The results may be evaluated continuously over an extended period of time or on a discrete basis. The results may be evaluated against historical data, other present data, and/or forecasts. The results may be evaluated against data for the particular wellbore 120 from which the water 447 is extracted, for other adjacent wells that are part of the same pad, for upcoming/future developments, and/or for other wells (e.g., a SWD well) in other locations. In certain example embodiments, in addition to evaluating the one or more solids 467 and the enhanced water 457, other elements and/or aspects of the wellbore 120 and/or other wells may also be evaluated in this step 789. In any case, the evaluation may be in terms of chemistry, the impact on well performance, the impact on field operations 465, overall economics, some other factor, or any suitable combination thereof. Each solid 467 and/or the enhanced water 457 may be evaluated in their respective field operations 465 at the surface (e.g., surface 108, surface 208).

In step 778, a determination is made as to whether the evaluation in step 777 matches the one or more forecasts. The forecasts may be with respect to predicted characteristics of the enhanced water 457, one or more of the solids 467, the wellbore 120, another well (e.g., a SWD well), another aspect of a field operation 465, or any suitable combination thereof during the respective field operation 465. The determination may be made at the surface (e.g., surface 108, surface 208).

The forecasts may be with respect to in terms of chemistry, the impact on well performance, the impact on field operations 465, overall economics, some other factor, or any suitable combination thereof. As some non-exclusive examples, the determination may be made with respect to the economic impacts of hydrocarbon recovery, improved performance of SWD wells, less CO2 corrosion-induced (or otherwise created) tubing and/or casing failures, lower workovers costs by reducing CO2 in lift gas, less downtime and cost of fixing fluid compatibility related well failures (e.g., due to scale depositions 213), the costs and revenues of generating calcium carbonate using additives 427 in the form of alkali salts, carbon dioxide, and/or other compounds, and the impact of the economic assessment for future refracturing operations of the wellbore 120.

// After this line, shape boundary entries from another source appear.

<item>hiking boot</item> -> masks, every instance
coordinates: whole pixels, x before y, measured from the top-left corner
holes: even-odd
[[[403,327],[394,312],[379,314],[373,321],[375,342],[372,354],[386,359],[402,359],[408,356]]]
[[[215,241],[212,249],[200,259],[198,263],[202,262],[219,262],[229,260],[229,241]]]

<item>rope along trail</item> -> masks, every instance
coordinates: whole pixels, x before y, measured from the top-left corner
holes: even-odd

Some or all of the determination may be made by a controller 404 (or a selecting component thereof) using one or more protocols 532, one or more algorithms 533 (e.g., models), measurements of one or more sensor devices 460, input from a user 451 (which may include an associated user system 455), and/or any other source of information within the system 400. In addition, or in the alternative, some or all of the determination may be made by a user 451. If the evaluation matches the forecasts, then the process proceeds to the END step. If the evaluation does not match the forecasts, then the process reverts to step 774.

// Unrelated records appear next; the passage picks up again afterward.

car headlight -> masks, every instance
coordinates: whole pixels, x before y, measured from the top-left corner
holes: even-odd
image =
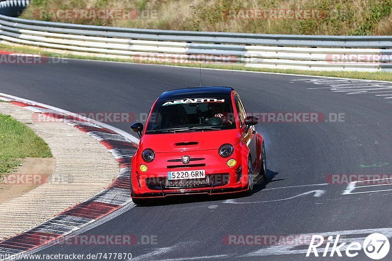
[[[223,158],[230,157],[234,152],[234,148],[228,143],[223,144],[219,148],[219,155]]]
[[[142,158],[146,162],[151,162],[154,160],[155,157],[155,153],[151,149],[146,149],[142,152]]]

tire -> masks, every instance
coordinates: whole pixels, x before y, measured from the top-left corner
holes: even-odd
[[[254,185],[254,180],[253,180],[253,168],[252,166],[252,159],[250,156],[248,157],[247,161],[247,169],[248,169],[248,189],[246,190],[246,194],[250,195],[252,194],[252,190],[253,190],[253,185]]]
[[[267,179],[267,157],[266,156],[266,148],[264,147],[264,142],[261,145],[261,160],[260,174],[265,180]]]
[[[143,205],[146,204],[146,200],[143,199],[143,198],[138,198],[136,197],[132,197],[134,196],[134,194],[133,194],[133,192],[131,193],[131,197],[132,198],[132,201],[135,203],[135,205]]]

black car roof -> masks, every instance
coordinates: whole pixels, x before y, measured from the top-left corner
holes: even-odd
[[[167,91],[161,95],[159,99],[177,99],[203,96],[211,97],[229,96],[232,91],[234,91],[233,88],[223,86],[192,87]]]

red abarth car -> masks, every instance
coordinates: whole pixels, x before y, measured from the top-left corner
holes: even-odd
[[[172,195],[251,193],[265,178],[264,142],[232,88],[169,91],[147,119],[131,126],[140,137],[132,159],[135,204]]]

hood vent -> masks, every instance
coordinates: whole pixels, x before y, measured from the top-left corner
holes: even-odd
[[[183,142],[174,143],[175,146],[190,146],[191,145],[197,145],[198,142]]]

During a hydraulic fracturing stage of a subterranean field operation 465, the frac fluid (which includes enhanced water 457) used mixes with the rock (e.g., rock found in the rock matrices 162, rock in the frac face 102) and other waters (e.g., formation water, water from non-targeted formation, completion fluid, or other waters) at the subsurface, followed by the relatively lengthy shut-in stage. This interaction of fluids and solids at the subsurface may generate scale depositions 213 that form on the frac face 102 of the fractures 101, in the rock matrices 162, on the proppant 112, in equipment (e.g., pipes) used in the field operation 465, and/or on other surfaces involved in the field operation 465. As discussed above, when the well is put on production, these scale depositions 213 ultimately accumulate to the point of congesting or stopping paths through which the subterranean resource 111 may be extracted. In this way, the scale depositions 213 may reduce, in some cases dramatically reduce, the productivity of a well. Example embodiments are designed to generate an enhanced water 457 having contents that tend lead to little or no scale deposition 213 development at the subsurface.

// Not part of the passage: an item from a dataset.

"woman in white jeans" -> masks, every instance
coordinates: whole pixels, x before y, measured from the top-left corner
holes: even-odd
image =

The amount of time that the evaluations conducted in this method may be extended (e.g., one month, two months, three months) to simulate a different stage (e.g., a shut-in stage, which occurs after a fracturing stage) of a field operation 465. Further, during this subsequent stage in a field operation 465 at the subsurface, the contents of the water 447 in the near-wellbore formation may change. In such cases, the contents and/or concentrations of the enhanced water 457 may be changed during the extended testing period to simulate subsurface conditions as much as possible.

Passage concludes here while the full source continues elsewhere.